Git worktrees let you check out multiple branches of the same repo simultaneously in separate directories. No stashing, no context switching, no lost work.

Setup

# From the main repo directory
git worktree add ../sm-feature feature/prd-sales-crm
git worktree add ../sm-fix fix/issue-14-deal-detail

Each worktree is a full working copy with its own branch, sharing the same .git history.

Two Streams

StreamWorktreeInputBranch PatternOutput
Build../sm-featurePRD spec (src/pages/priorities/prd-*/spec/)feature/{prd-name}New capabilities at L1-L2
Fix../sm-fixIssues Logfix/{issue-number}-{slug}Issues resolved, capabilities promoted L2-L3-L4

Build Stream

Engineering reads the PRD spec and builds new features.

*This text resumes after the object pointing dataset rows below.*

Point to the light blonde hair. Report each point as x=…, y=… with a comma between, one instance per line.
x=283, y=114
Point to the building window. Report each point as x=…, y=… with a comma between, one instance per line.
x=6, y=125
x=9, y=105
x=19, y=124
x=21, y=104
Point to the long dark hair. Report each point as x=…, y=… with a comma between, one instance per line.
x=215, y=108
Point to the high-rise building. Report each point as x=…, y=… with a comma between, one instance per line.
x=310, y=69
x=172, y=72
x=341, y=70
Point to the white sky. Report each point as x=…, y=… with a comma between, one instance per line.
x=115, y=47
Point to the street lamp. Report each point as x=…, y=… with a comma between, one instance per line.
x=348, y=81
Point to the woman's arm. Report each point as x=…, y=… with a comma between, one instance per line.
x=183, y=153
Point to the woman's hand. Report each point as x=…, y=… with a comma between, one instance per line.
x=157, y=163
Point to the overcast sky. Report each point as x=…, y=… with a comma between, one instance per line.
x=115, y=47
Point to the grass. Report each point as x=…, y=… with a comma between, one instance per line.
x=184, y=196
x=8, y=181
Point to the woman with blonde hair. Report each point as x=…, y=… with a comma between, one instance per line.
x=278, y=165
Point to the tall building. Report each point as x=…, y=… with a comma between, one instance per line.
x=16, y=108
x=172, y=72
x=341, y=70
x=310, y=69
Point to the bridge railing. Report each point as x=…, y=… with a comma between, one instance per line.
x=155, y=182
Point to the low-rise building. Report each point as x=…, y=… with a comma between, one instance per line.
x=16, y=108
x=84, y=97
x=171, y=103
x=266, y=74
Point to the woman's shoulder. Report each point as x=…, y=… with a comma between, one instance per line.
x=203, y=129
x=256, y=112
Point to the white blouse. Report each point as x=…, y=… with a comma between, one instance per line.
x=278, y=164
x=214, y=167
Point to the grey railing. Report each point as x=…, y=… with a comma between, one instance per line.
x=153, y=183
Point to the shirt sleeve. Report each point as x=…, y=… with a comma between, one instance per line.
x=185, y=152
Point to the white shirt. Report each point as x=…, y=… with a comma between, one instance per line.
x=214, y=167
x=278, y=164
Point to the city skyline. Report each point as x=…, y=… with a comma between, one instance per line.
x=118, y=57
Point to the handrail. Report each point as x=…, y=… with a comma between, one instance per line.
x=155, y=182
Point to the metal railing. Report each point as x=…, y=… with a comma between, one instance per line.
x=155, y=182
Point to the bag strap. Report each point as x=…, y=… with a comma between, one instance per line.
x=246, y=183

  1. Read PRD: src/pages/priorities/prd-{name}/index.md and spec/index.md
  2. Create worktree: git worktree add ../sm-feature feature/prd-{name}
  3. Populate SPEC-MAP Test File column — one test per Story Contract row. Select test layer per story row using the Testing Strategy selection rule. File naming convention routes to Nx targets (*.schema.spec.tstest-schema, *.integration.spec.tstest-integration)
  4. Build against the feature table in the spec (RED → GREEN). Nx dependsOn enforces L1 → L2 → L3 cascade — schema tests must pass before integration tests run
  5. Update SPEC-MAP Test Status column (GREEN for passing tests)
  6. PR to main when feature is deployable
  7. Commissioner reads SPEC-MAP — verifies zero empty cells, then verifies on production → capability promoted

Fix Stream

Engineering reads the issues log and fixes bugs.

  1. Read issues: src/pages/priorities/issues-log.md
  2. Pick highest severity issue
  3. Create worktree: git worktree add ../sm-fix fix/{issue-number}-{slug}
  4. Fix, test, PR to main
  5. Commissioner verifies on production → issue moved to Resolved

Lifecycle

Commissioner dogfoods app
├── finds issue → issues-log.md → fix worktree → PR → verify → resolved
└── finds gap → PRD spec update → build worktree → PR → verify → promoted

Cleanup

# After PR is merged
git worktree remove ../sm-fix
git branch -d fix/issue-14-deal-detail

Agent Workflow

AI agents follow the same two-stream pattern. The agent reads either a PRD spec (build) or the issues log (fix), never both in the same session.

Agent ModeReadsProducesCommissioning
project-from-prdPRD spec + feature tableNew routes, components, API endpointsL1 → L2
fix-from-issuesIssues log + reproduction stepsBug fixes, missing routes, redirectsL2 → L3

Dig Deeper

  • Flow Engineering — Stage 1: stories become Outcome Maps, maps become domain contracts. Start here after receiving a PRD
  • Type-First Development — Stage 2: domain contracts pull implementation through four layers (Domain → Infrastructure → Application → Presentation)
  • Outer-Loop Validation — Stage 3: instruments read production reality. Browser tools, performance gauges, error dashboards
  • AI Coding — Agent configuration for both build and fix streams

Context

Questions

What's the cost of context-switching between building and fixing in the same worktree?

  • If the fix stream consistently outpaces the build stream, what does that signal about spec quality?
  • When should an issue graduate from "fix" to "new PRD feature"?
  • How do you prevent the fix worktree from becoming a graveyard of LOW-severity cosmetic issues?